Dalam beribadah, ibadah wajib sudah tentu harus kita laksanakan dan tidak terlewatkan, karena kita tahu ibadah yang hukumnya wajib artinya mendapat pahala jika mengerjakannya dan akan mendapat dosa jika kita meninggalkannya. Tetapi selain ibadah wajib, kita juga dianjurkan mengerjakan ibadah sunnah, guna untuk menambah pahala dan membuktikan ketakwaan kita kepada Allah dan mengikuti amalan Rasulullah.
Diluar ibadah wajib, rasulullah rajin mengerjakan ibadah sunnah yang beliau pun khawatir ibadah-ibadah sunnah itu dianggap wajib oleh umatnya. Maka dari itu sesekali Rasulullah tidak mengerjakan ibadah sunnah yang merupakan bentuk kearifan beliau. Rasulullah sangat paham dengan kondisi umatnya sehingga tidak mau membenani mereka.
Tetapi ada amalan yang beliau wariskan kepada Abu Hurairah yang dikutip Al Baihaqi dalam kitabnya Fadhail Awqa.
Abu Hurairah berkata, ‘Kekasihku, Muhammad SAW, berwasiat dengan tiga hal, (sholat) witir sebelum tidur, puasa tiga hari di setiap bulan, dan salat dhuha.
Walaupun wasiat itu memang diberikan Rasulullah kepada Abu Hurairah.

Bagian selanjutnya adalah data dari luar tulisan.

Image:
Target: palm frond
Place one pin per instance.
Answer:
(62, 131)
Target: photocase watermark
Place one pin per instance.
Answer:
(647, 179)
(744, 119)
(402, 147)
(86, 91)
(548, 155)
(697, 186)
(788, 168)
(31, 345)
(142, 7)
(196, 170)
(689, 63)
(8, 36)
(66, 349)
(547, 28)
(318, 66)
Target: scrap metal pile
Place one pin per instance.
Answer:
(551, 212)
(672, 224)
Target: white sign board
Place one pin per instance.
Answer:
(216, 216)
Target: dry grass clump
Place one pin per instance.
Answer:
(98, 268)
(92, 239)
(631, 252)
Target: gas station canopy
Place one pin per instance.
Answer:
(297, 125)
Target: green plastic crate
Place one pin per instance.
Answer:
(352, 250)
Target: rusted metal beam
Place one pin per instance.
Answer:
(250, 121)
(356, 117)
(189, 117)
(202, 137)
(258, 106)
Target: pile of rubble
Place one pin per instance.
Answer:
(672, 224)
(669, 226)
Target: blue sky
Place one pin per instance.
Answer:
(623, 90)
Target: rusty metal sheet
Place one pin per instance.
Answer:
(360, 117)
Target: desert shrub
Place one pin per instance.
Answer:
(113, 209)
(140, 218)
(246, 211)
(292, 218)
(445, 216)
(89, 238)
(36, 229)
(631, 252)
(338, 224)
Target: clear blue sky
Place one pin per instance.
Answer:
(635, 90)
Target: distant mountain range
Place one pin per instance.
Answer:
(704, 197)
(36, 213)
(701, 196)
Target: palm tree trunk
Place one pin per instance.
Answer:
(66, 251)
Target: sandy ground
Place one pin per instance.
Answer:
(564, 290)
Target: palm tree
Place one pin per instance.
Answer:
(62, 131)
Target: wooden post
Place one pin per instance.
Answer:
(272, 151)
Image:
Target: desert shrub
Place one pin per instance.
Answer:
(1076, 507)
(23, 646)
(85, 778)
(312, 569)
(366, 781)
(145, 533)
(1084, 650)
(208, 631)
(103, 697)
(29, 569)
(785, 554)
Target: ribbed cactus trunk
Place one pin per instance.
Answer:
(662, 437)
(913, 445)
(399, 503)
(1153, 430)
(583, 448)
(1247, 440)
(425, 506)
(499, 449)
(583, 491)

Namun bukan berarti khusus untuk Abu Hurairah, semua orang bisa mengerjakannya.
1. Shalat witir sebelum tidur
Syaikh ‘Abdurrahman bin Nashir As Sa’di mengatakan, “Disunnahkan melakukan witir di awal malam (sebelum tidur) karena dua kondisi:
– Khawatir tidak bisa bangun di akhir malam.
– Melaksanakan qiyam Ramadhan (shalat tarawih) lalu ditutup dengan witir. Yang afdhol memang adalah mengikuti imam mengerjakan witir di awal malam.
Siapa yang ingin melakukan shalat malam, maka ia boleh mengerjakannya tanpa witir lagi. Karena dalam hadits lainnya disebutkan,
لَا وِتْرَانِ فِي لَيْلَةٍ
“Tidak ada dua witir dalam satu malam.“[1] (Syarh ‘Umdatul Ahkam, hal. 364).
Shalat Witir tidaklah memiliki jumlah raka’at tertentu, namun jumlahnya yang paling sedikit adalah satu raka’at, berdasarkan sabda Nabi Shallallahu ‘alaihi wa sallam:
اَلْوِتْرُ رَكْعَةٌ مِنْ آخِرِ اللَّيْلِ.
“Shalat Witir itu satu raka’at di akhir malam.” [HR. Muslim]
Shalat Witir yang paling utama adalah sebelas raka’at, yang dilakukan dua raka’at dua raka’at, dan diganjilkan dengan satu raka’at, berdasarkan ucapan ‘Aisyah Radhiyallahu anhuma:
كَانَ رَسُوْلُ اللهِ صَلَّى اللهُ عَلَيْهِ وَسَلَّمَ ، يُصَلِّي بِاللَّيْلِ إِحْدَى عَشْرَةَ رَكْعَةً، يُوْتِرُ مِنْهَا بِوَاحِدَةٍ.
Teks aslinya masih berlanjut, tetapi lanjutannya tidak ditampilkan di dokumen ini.